What she said really made me feel like I wasn't alone in this, that other people have limits with food too and I don't have to feel like a weirdo, I can just share my experience and inspire others.
So far people have seen my results and are just thrilled with them, so much so they want in on the diet too.
This weekend I also revealed myself in a way that I would have never shared otherwise. I was explaining about how this diet completely changed my life not just by losing the weight but also getting myself back, I have completely lost my anxiety issue. I no longer experience anxiety, it has gone away and my mom was telling me that she thought it had to do with the removed gluten from my diet, which I looked up and saw that it was in fact a proven thing. Lessening your gluten intake to little to no gluten can in some cases rid yourself of anxiety. And it has for me, I no longer feel trapped in my house, I can go places with confidence.
Anyways this weekend I was talking to my good friend Paula and because of the small room everyone else was tuning in too. No one had a clue that I had anxiety, and they wouldn't have unless they lived with me, because frankly that kind of anxiety doesn't happen out in the open unless I went to an unfamiliar social event (even then no one would know except my husband).
My mother-in-law the next day said she never knew that about me, and I said its okay, I kept it under wraps so no one could really see what I was going through, I'm good at that.

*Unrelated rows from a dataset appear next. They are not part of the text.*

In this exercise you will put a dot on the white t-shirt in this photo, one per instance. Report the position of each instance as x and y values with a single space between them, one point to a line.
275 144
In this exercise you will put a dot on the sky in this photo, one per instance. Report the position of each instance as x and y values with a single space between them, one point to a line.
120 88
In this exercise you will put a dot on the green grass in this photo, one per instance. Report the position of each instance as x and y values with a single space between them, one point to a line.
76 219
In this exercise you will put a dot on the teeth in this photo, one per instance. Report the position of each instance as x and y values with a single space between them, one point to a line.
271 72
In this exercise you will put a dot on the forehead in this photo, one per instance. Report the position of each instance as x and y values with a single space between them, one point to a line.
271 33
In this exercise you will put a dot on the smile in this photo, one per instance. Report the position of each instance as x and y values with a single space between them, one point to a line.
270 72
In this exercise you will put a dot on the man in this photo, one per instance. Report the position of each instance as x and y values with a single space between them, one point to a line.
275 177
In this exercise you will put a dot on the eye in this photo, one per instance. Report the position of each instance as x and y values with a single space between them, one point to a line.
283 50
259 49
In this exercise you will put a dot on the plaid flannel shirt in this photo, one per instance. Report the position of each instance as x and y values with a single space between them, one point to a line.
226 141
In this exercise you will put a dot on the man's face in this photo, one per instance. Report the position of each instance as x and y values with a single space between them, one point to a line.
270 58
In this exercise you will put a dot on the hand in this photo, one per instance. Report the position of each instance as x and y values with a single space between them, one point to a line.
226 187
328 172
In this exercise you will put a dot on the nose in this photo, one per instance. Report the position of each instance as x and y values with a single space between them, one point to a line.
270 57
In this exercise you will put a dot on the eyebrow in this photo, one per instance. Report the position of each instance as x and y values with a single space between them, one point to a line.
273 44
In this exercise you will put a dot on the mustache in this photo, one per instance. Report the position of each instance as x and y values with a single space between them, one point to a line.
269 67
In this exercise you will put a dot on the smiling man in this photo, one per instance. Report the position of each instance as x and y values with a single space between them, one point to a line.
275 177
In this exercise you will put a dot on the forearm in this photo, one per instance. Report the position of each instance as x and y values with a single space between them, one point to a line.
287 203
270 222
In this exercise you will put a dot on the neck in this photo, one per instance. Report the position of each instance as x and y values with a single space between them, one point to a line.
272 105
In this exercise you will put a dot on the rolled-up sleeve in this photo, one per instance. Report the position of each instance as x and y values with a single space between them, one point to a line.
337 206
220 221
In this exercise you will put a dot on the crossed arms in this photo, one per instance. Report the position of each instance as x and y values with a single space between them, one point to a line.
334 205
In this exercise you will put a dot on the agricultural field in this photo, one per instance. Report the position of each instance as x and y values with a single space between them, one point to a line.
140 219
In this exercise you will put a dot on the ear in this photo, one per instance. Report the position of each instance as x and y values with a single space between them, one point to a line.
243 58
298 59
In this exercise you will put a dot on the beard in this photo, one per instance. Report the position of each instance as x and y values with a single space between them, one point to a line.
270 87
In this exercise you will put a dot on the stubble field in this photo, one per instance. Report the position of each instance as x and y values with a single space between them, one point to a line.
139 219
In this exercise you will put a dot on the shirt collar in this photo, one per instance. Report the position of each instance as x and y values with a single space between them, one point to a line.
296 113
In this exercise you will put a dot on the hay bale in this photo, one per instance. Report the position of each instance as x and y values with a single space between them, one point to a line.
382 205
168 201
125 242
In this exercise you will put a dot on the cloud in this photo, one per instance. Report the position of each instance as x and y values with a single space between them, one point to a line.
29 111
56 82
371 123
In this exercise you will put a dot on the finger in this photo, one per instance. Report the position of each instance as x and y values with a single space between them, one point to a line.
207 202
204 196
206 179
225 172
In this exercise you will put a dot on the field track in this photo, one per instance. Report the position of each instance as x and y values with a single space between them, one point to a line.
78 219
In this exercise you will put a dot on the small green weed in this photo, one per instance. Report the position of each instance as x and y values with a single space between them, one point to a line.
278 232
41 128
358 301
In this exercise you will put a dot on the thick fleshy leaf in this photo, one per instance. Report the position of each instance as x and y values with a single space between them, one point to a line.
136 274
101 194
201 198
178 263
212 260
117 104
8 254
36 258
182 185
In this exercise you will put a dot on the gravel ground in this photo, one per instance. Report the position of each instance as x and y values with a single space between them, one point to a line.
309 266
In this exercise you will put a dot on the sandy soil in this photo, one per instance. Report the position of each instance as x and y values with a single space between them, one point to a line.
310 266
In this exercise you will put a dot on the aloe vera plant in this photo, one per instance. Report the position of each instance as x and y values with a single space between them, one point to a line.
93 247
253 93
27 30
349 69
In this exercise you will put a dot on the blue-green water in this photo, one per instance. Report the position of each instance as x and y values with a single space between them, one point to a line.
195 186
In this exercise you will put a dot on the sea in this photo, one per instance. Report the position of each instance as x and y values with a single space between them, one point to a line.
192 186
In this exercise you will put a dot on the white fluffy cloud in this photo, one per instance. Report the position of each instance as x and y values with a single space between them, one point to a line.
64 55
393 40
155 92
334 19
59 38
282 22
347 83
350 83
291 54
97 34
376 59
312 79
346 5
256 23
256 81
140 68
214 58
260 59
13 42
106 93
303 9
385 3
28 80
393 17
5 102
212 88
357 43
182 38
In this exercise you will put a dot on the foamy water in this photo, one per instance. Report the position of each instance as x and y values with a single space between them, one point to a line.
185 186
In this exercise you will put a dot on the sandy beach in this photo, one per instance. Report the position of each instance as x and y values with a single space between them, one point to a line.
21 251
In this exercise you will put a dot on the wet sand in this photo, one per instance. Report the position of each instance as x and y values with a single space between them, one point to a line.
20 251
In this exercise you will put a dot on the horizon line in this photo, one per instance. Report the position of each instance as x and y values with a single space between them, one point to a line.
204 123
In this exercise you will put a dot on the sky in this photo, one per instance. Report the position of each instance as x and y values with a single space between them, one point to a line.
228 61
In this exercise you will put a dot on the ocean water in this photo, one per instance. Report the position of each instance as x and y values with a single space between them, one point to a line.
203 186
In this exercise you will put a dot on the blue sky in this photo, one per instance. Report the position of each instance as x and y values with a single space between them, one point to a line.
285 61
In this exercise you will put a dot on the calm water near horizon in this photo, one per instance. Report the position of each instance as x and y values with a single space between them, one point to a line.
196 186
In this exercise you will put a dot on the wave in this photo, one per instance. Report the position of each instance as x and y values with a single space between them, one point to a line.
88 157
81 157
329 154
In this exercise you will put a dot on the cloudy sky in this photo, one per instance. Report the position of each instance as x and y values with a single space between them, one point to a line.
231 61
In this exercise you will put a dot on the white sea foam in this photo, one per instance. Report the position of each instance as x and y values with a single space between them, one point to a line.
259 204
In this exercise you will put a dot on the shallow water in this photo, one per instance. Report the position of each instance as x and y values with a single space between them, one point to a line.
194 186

If I don't want people to know I don't let them know. Of course there were a select few that did know because I told them.
My husband was very supportive through most of it, sometimes he was annoyed, I had a car sitting in the driveway but just couldn't push myself out of the house to go do a simple errand. My husband had to instead after a long day at work go do the errand before he came home, and with a grunt under his breath he did it, although I knew he thought I was being ridiculous.
But that person is gone, I'm very confident and go places often with my son or by myself, and really am feeling the freedom of it. Not feeling like I'm chained to the house and can't go another step. Not feeling like I have to have someone come with me every time I need to run an errand, it really does feel good to be confident once again and to feel completely free. I thank the Ideal Protein diet for that and my perseverance on getting me this far.